|
DAG-Math: Graph-Guided Mathematical Reasoning in LLMs |
Soundness: 2: fair
Presentation: 3: good
Contribution: 3: good
Rating: 6: marginally above the acceptance threshold
Confidence: 3: You are fairly confident in your assessment. It is possible that you did not understand some parts of the submission or that you are unfamiliar with some pieces of related work. Math/other details were not carefully checked. |
This paper introduces DAG-MATH, which is a framework to evaluate mathematical reasoning of LLMs through modeling Chain-of-Thought as stochastic process over directed acyclic graphs. The authors propose metric called "logical closeness" for distinguishing between when model solves problem by search versus real logical inference. They make benchmark with 2,894 gold-standard DAGs and test five LLMs, discovering that although PASS@1 scores vary much between models, their perfect reasoning rates stay quite similar, which suggests search is inflating the accuracy metrics.
The paper tackles really important problem about understanding whether LLMs achieve correct answers through systematic search or through genuine logical reasoning, which is fundamental question for the field. The DAG-based formalization is quite novel approach that sits nicely between completely free-form CoT and very formal systems like LEAN verification, making it more practical to use. The logical closeness metric gives us insights that go beyond simple PASS@k metrics that everyone uses.
The empirical analysis is quite comprehensive, showing interesting patterns about how DAG statistics like number of nodes, edges, density and branching correlate with problem difficulty. It reveals that harder problems create larger and more sparse graphs with higher branching, which makes sense intuitively. The finding that search and exploration inflate PASS@1 while actual reasoning ability measured by PRR stays comparable across different models is really actionable insight that changes how we should think about evaluating these systems. Also good that authors released the benchmark and code for others to use.
There is concerning circularity in how the benchmark was constructed - using GPT-4 and Qwen to create the "gold standard" DAGs means the benchmark is essentially created by same type of models that are being evaluated, which introduces obvious biases. The theoretical justification feels not enough developed. Why should we believe this specific DAG formalization captures what "true" reasoning means?
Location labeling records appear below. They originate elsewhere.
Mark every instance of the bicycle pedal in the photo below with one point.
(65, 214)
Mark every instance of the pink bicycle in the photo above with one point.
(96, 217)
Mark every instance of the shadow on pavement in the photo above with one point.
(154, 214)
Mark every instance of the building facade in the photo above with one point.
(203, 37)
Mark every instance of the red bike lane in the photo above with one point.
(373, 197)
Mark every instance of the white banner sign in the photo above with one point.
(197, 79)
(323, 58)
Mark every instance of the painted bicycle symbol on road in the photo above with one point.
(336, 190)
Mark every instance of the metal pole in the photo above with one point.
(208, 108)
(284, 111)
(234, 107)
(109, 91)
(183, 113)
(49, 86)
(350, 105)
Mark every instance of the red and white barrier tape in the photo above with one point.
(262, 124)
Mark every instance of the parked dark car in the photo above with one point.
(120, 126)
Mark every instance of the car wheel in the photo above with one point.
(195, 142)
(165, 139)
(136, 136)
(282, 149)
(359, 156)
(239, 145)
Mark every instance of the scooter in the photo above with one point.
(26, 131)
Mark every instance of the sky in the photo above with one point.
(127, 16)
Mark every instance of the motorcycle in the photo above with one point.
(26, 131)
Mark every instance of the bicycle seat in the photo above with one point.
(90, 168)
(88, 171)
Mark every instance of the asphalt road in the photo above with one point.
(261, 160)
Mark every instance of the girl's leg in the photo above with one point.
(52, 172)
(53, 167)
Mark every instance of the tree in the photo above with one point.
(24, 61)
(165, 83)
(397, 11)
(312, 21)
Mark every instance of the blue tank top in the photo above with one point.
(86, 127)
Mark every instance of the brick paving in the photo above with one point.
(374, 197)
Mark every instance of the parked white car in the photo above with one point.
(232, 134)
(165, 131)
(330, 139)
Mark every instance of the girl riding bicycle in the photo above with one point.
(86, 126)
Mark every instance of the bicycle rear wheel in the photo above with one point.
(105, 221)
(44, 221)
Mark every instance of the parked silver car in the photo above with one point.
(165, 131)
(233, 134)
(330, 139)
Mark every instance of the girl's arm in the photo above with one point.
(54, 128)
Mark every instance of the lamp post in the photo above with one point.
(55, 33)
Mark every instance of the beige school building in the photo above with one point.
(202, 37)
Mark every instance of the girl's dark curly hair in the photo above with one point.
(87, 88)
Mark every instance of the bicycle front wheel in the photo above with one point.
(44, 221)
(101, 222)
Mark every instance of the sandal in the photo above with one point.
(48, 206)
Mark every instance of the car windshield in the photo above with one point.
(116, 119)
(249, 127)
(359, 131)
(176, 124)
The stochastic process described in Equation 1 seems somewhat arbitrary choice without proper justification.
The statistical analysis lacks rigor with only 32 samples per problem and no significance testing provided for the differences claimed between PASS@1 and PRR. There is no analysis about robustness - what happens when same problem can be formulated with different but equivalent DAG structures? The scope is quite limited, restricting to mathematics problems with difficulty below 6, and missing comparisons with other approaches like process reward models that also try to do step-level verification. The three-stage prompting methodology might be imposing particular reasoning patterns that are not universal. Most importantly, there is no human validation beyond what the models themselves produce, which is problematic for claiming these are "gold standard" solutions.
How did you validate that the DAGs generated by GPT and Qwen actually represent correct reasoning structures? It seems crucial to have human experts verify at least subset of these DAGs to ensure the benchmark quality. Many mathematical problems have multiple valid solution approaches - how does the logical closeness metric handle cases where completely different but valid DAG structures could exist for same problem?
Could you provide proper statistical significance tests for the differences you claim between PASS@1 and PRR? How sensitive are all these results to the specific prompting strategies you used? If you changed the prompts slightly, would the DAG structures and evaluation results change significantly?
What is the practical path from these evaluation insights to actually improving LLM reasoning capabilities? The paper identifies interesting patterns but doesn't suggest how to use this knowledge for making better models. How does this framework compare empirically with recent work on process reward models from OpenAI and others that also try to verify reasoning at step level?
Why did you choose to require exactly one assertion per node - this seems quite restrictive and arbitrary? And why make logical closeness binary measure instead of having gradient that could capture partial correctness better? Finally, have you considered that the models might be following completely different internal reasoning process and the DAG structure is just post-hoc rationalization that we impose on their outputs? |
Fully AI-generated |
|
DAG-Math: Graph-Guided Mathematical Reasoning in LLMs |
Soundness: 2: fair
Presentation: 3: good
Contribution: 2: fair
Rating: 4: marginally below the acceptance threshold
Confidence: 4: You are confident in your assessment, but not absolutely certain. It is unlikely, but not impossible, that you did not understand some parts of the submission or that you are unfamiliar with some pieces of related work. |
This paper introduces DAG-MATH, a framework designed to formalize and evaluate the Chain-of-Thought (CoT) trajectories generated by Large Language Models (LLMs) in mathematical reasoning. The CoT is modeled as a rule-based stochastic process over a Directed Acyclic Graph (DAG), where nodes are intermediate states. The core proposal is the Logical Closeness metric, which quantifies the fidelity of an LLM's path against a "gold standard" DAG, yielding the Perfect Reasoning Rate (PRR) and AUC scores. The authors claim this provides a superior diagnostic tool compared to simple final-answer metrics like PASS@k. The resulting DAG-MATH benchmark is built using LLM-generated structured outputs.
1. The underlying idea of treating CoT as a DAG traversal is fundamentally sound and offers a pathway for structured reasoning analysis beyond token-level checks. This is the paper's primary and most important strength.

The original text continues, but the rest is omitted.